While there are differences in the texts that comprise each canon, there is considerable overlap of the material discussed in them. In subsequent chapters we will explore some of these in greater depth, but here are a few examples.
The Buddha spoke at length about the disadvantages of anger and the antidotes to it in the Pāli suttas (e.g., SN 11:4-5). The teachings for overcoming anger in Śāntideva’s Bodhicaryāvatāra echo these. One sutta (SN 4:13) recounts the story of the Buddha experiencing severe pain due to his foot having been cut by a stone splinter. Nevertheless, he was not distressed, and when prodded by Māra, he responded, “I lie down full of compassion for all beings.” This is the compassion generated when doing the taking-and-giving meditation (Tib. tonglen) taught in the Sanskrit tradition, where a practitioner imagines taking the sufferings of others upon himself and giving others his own happiness.
Furthermore, the altruistic intention of bodhichitta so prominent in the Sanskrit tradition is an extension of the four brahmavihāras (four immeasurables) taught in the Pāli canon. The Pāli and Sanskrit traditions share many of the same perfections (pāramī, pāramitā). The qualities of a buddha, such as the 10 powers, four fearlessnesses, and 18 unshared qualities of an awakened one are described in scriptures from both traditions. Both traditions speak of impermanence, the unsatisfactory nature, selflessness, and emptiness. The Sanskrit tradition sees itself as containing the teachings of the Pāli tradition and elaborating on certain key points – for example, by explaining true cessation according to the Prajñāpāramitā sūtras and the true path according to the Tathāgatagarbha sūtras and some of the tantras.

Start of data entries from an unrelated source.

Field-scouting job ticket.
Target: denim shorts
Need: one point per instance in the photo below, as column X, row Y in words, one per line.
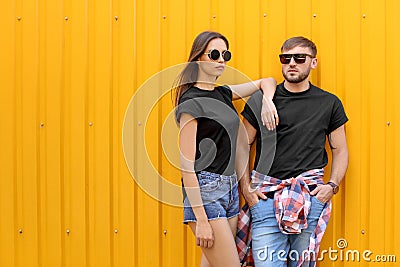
column 220, row 197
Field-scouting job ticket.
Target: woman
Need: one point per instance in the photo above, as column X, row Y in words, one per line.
column 208, row 132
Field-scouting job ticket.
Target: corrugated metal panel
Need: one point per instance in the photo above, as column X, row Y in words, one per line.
column 69, row 69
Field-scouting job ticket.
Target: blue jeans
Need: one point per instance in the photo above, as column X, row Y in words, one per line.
column 273, row 248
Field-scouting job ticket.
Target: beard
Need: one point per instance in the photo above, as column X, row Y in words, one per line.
column 296, row 79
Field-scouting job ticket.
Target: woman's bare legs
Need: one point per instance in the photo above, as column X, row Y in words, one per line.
column 223, row 253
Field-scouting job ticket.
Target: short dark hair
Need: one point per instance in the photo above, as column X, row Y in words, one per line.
column 299, row 41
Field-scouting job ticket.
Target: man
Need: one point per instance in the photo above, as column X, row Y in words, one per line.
column 289, row 202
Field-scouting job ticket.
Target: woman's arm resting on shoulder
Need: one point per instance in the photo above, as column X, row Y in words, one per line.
column 269, row 114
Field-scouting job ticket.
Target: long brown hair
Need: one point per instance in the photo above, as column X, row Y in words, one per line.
column 188, row 77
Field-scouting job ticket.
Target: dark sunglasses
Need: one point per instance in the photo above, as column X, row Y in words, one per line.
column 214, row 55
column 298, row 58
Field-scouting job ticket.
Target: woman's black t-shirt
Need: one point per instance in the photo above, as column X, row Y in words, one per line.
column 217, row 127
column 298, row 145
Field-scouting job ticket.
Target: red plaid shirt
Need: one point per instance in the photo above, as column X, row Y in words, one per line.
column 291, row 204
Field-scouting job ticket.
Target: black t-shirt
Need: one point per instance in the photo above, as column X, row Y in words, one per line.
column 305, row 119
column 217, row 127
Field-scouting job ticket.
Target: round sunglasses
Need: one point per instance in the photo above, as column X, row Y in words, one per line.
column 214, row 54
column 298, row 58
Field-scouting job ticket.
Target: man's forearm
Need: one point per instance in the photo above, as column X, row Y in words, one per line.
column 340, row 159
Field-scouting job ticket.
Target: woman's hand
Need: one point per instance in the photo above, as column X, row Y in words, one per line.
column 252, row 196
column 269, row 115
column 204, row 234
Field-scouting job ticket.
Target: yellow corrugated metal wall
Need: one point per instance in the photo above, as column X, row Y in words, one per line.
column 68, row 70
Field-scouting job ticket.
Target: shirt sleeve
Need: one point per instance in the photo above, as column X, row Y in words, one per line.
column 252, row 109
column 338, row 116
column 189, row 105
column 226, row 91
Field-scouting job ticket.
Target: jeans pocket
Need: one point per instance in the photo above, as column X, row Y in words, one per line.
column 209, row 185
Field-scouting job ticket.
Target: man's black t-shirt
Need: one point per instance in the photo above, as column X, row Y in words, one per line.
column 305, row 119
column 217, row 127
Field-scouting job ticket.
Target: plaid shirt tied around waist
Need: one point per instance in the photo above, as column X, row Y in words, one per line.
column 292, row 202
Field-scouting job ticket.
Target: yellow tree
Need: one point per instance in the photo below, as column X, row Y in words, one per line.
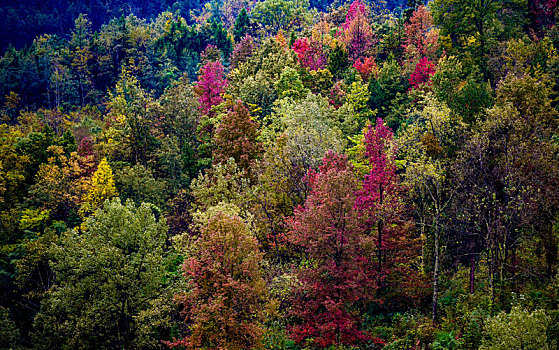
column 102, row 188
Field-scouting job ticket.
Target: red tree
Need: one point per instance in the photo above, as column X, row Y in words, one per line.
column 338, row 278
column 236, row 137
column 223, row 308
column 366, row 68
column 420, row 40
column 311, row 55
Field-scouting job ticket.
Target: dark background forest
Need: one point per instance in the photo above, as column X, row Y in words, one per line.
column 279, row 174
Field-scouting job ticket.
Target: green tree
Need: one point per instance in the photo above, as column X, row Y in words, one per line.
column 224, row 307
column 242, row 24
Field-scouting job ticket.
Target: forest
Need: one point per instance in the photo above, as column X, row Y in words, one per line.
column 279, row 174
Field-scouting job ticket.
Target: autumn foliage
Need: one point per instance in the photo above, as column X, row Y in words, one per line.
column 338, row 277
column 224, row 304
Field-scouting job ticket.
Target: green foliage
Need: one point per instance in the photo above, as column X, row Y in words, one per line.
column 138, row 184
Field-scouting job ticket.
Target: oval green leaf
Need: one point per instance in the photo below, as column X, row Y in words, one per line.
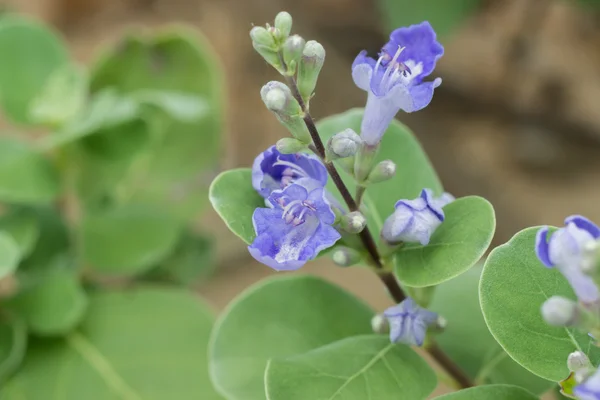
column 513, row 287
column 9, row 254
column 23, row 226
column 25, row 175
column 455, row 246
column 54, row 305
column 277, row 318
column 13, row 344
column 356, row 368
column 490, row 392
column 30, row 53
column 468, row 341
column 413, row 168
column 234, row 199
column 128, row 240
column 145, row 344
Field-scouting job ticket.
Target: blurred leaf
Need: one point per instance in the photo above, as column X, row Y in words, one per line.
column 13, row 344
column 9, row 254
column 490, row 392
column 53, row 306
column 513, row 287
column 173, row 69
column 30, row 53
column 414, row 170
column 23, row 226
column 444, row 16
column 455, row 246
column 25, row 175
column 52, row 242
column 234, row 199
column 62, row 98
column 468, row 341
column 355, row 368
column 180, row 106
column 128, row 240
column 279, row 317
column 145, row 344
column 192, row 260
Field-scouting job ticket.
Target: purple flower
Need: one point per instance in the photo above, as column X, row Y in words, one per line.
column 395, row 81
column 409, row 322
column 565, row 250
column 415, row 220
column 275, row 171
column 295, row 230
column 589, row 389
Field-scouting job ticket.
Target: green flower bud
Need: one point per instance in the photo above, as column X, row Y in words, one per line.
column 346, row 257
column 309, row 68
column 292, row 51
column 382, row 172
column 283, row 23
column 290, row 146
column 343, row 144
column 353, row 222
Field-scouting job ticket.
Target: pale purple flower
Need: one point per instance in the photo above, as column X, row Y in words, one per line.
column 275, row 171
column 589, row 389
column 395, row 81
column 409, row 322
column 414, row 221
column 295, row 230
column 565, row 251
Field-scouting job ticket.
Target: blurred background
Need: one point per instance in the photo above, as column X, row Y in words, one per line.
column 516, row 119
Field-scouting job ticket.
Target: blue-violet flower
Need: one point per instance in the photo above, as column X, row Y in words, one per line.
column 273, row 170
column 409, row 322
column 414, row 221
column 295, row 230
column 395, row 81
column 565, row 250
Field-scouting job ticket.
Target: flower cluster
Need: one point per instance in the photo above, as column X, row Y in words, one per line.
column 301, row 217
column 573, row 250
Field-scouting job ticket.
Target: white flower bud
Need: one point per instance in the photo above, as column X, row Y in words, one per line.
column 559, row 311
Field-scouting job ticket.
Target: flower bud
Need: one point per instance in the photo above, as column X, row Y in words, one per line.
column 380, row 324
column 343, row 144
column 382, row 172
column 292, row 51
column 353, row 222
column 290, row 146
column 309, row 68
column 283, row 23
column 560, row 311
column 346, row 257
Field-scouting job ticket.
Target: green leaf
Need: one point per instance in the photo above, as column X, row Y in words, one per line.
column 147, row 344
column 468, row 341
column 192, row 260
column 54, row 305
column 23, row 226
column 234, row 199
column 177, row 68
column 490, row 392
column 513, row 287
column 455, row 246
column 277, row 318
column 361, row 367
column 13, row 344
column 445, row 16
column 30, row 53
column 128, row 240
column 25, row 175
column 414, row 170
column 62, row 98
column 9, row 254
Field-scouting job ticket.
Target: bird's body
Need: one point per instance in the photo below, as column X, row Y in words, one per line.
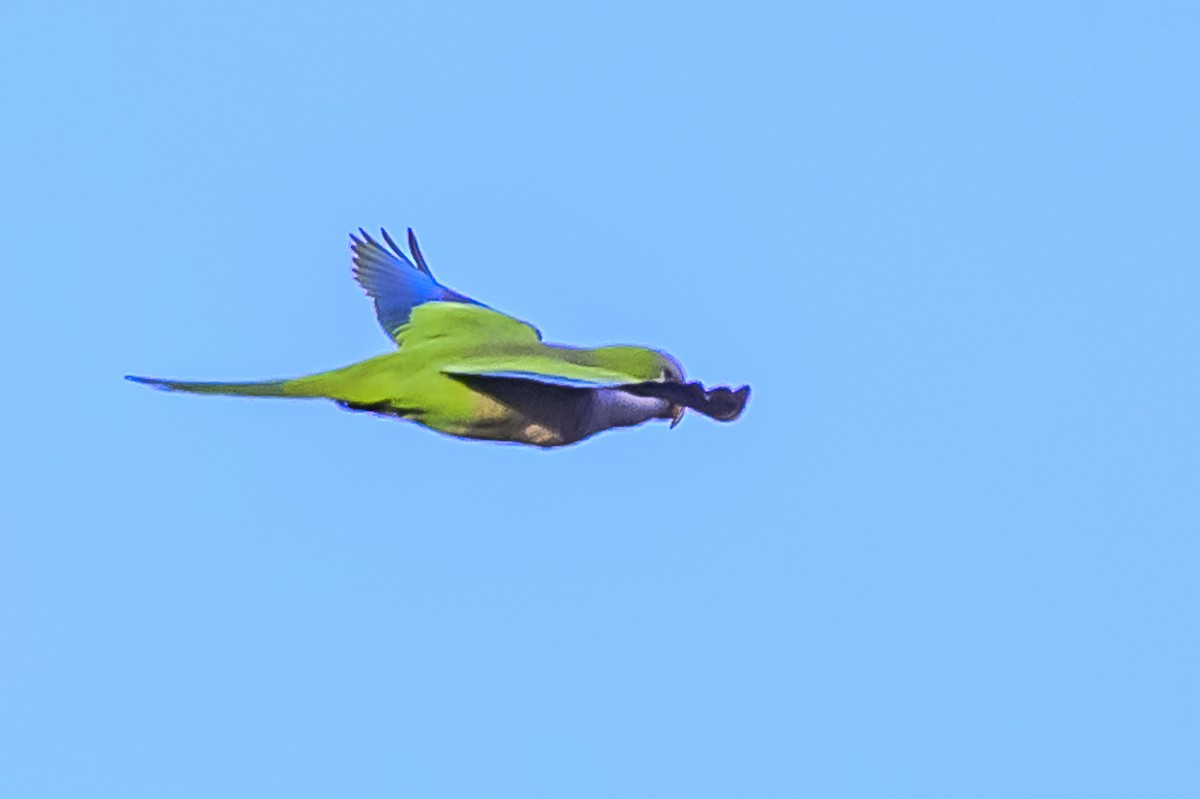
column 468, row 371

The terms Thai Buddhism, Sri Lankan Buddhism, Chinese Buddhism, Tibetan Buddhism, Korean Buddhism, and so on are social conventions. In each case, Buddhism in a country is not monolithic and contains many Buddhist practice traditions and tenet systems. Within these, there are sub-groups consisting of monasteries or teachers with various affiliations. Some subtraditions emphasize study, others meditation. Some stress practicing serenity (samatha, śamatha), others insight (vipassanā, vipaśyanā), and others both together.
While one country may have many traditions in it, one tradition may also be practiced in many countries. Theravāda is practiced Sri Lanka, Thailand, Burma, Laos, Cambodia, and is also found in Vietnam. Within Theravāda countries, some follow early Buddhism – the suttas themselves – without relying on the commentaries very much, while others follow the explanations in the commentarial tradition. Even the robes in one country or in one tradition may vary.
Similarly, Chan is practiced in China, Taiwan, Korea, Japan, and Vietnam. While Chan practitioners in all these countries rely on the same sūtras, the teachings and meditation style vary among them.